Thursday, October 10, 2013

[Comics] Vinland Saga Out In English This Week

Yeah this is a gaming blog and all but I like to take time to bring attention to things I think are under the radar, on occasion they may be things not actually related to gaming. I don't think I've ever devoted any post here to comics, much less manga. I'm not a huge manga reader by any measure -- I only read a handful, and one of them is Vinland Saga, which just hit shelves in North America with the official English version this week.



The first thing that caught me about this series is that it's about Vikings -- a historical setting that's surprisingly under-utilized in non-fantasy storytelling. The second thing was a shot from the very first chapter depicting a bunch of dudes carrying a longboat across land in order to access a river to flank their enemy.




From my perspective it seems like taking an actual historical look at the Viking Age (roughly between the ninth and 11th centuries AD in Northern Europe) has become slightly popular between that History Channel series, Brian Wood's (DMZ) Northlanders, and this manga. While Wood gave the setting a very gritty "HBO treatment," Vinland gains a heap of colorful attention to detail from Makoto Yukimura, they guy behind Planetes.
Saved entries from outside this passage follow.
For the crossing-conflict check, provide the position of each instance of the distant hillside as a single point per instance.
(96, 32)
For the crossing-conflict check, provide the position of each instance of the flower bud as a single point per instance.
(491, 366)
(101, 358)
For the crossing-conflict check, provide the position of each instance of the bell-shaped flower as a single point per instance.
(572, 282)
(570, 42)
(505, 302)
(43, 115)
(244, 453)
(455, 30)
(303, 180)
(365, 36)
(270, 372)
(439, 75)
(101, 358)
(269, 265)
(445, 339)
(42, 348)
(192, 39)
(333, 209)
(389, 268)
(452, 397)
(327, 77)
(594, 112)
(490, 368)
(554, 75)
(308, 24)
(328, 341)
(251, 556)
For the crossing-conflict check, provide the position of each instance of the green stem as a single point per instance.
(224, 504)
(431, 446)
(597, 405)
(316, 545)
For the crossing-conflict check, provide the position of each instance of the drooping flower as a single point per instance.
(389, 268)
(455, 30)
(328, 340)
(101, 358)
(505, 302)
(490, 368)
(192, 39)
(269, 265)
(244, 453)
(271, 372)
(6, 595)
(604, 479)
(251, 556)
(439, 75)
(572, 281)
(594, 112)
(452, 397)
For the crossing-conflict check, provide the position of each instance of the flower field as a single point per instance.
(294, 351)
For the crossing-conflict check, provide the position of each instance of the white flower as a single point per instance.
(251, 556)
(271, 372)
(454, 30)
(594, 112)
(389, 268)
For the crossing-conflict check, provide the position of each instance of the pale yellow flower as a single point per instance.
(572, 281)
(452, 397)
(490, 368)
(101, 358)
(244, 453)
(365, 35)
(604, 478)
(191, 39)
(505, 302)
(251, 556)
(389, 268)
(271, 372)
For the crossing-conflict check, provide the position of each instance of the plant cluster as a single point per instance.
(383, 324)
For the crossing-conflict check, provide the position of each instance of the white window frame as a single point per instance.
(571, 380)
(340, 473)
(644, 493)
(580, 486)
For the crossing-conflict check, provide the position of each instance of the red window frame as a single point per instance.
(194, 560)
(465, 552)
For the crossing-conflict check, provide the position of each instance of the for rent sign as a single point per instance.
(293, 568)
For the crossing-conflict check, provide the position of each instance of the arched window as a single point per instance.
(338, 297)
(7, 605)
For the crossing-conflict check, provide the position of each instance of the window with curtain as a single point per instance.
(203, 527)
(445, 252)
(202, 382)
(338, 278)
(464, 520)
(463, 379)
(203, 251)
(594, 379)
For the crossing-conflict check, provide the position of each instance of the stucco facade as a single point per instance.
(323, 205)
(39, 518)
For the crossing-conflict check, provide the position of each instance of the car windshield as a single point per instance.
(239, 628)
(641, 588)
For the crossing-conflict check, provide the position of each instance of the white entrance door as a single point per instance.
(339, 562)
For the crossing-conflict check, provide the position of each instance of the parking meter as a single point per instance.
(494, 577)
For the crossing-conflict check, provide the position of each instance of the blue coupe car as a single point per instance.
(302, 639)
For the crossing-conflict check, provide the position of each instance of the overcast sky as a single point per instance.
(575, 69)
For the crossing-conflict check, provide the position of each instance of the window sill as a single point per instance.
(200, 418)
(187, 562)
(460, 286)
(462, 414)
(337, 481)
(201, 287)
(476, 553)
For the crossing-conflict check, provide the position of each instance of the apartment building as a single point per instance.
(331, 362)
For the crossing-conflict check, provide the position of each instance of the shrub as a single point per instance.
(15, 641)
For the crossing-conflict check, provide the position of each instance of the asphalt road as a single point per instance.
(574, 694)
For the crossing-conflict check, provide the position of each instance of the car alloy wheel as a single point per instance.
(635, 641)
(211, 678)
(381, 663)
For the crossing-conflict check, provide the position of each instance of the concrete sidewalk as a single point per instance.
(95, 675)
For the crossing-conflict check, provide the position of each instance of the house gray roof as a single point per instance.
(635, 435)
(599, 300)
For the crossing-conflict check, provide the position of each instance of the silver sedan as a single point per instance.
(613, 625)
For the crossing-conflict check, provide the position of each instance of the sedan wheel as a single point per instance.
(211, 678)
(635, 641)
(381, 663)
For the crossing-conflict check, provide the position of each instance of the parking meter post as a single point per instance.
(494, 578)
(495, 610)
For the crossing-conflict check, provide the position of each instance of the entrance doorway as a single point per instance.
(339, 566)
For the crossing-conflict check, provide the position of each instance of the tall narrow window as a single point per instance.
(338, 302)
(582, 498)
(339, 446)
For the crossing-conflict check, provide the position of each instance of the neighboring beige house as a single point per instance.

If you haven't read Planetes or seen the anime, it's a true hard sci-fi series about late 21st century astronauts. Yukimura goes into deep detail about the structures behind how the astronauts work and the organizations they work under, and he does the same for early 11th century Northern Europe. The series crosses together the journeys of guys like Leif Ericsson and Cnut the Great with slightly fictionalized figures like Thorkell the Tall, starting with the backdrop of the 1013 Danish invasion of England.



The first part of this series -- basically what this first book begins to cover, is pretty much devoted to showing readers how badass and absolutely vicious Vikings were. It's here we see Yukimura juxtapose fight scenes that look slightly shounen-style with varying shades of morality on the part of the protagonist and the people around him. A lot of the series is about examining Viking morality and how insane it seems to our eyes.



In more recent chapters that probably won't hit North American shelves for a while, Vinland has transitioned to inter-family politics and slavery in Denmark but looks like it's starting to heat up again and enter some new territory. The name "Vinland Saga" refers to the actual Norse Vinland Sagas about how Vikings landed on North America (huh), so fans have speculated that's where they're going. I'm just happy to have found another serious historical manga after Blade of the Immortal ended. Maybe historical comics are a thing for me



Anyway, if you want to read a comic that goes satisfyingly in-depth about a relatively unexplored setting with a good amount of action to boot, then Vinland Saga has been one of the more talked-about things in the manga world as of recent. It's also one of the things I think non-manga readers might like a lot.



BULLETS:



* GOG.com is doing a government shutdown promo.Furloughed workers can even get some free games.

* Man, Call of Duty system requirements are actually kinda demanding. That GPU costs around $600, and the game requires 50GB of hard drive space. I guess it really is next-gen.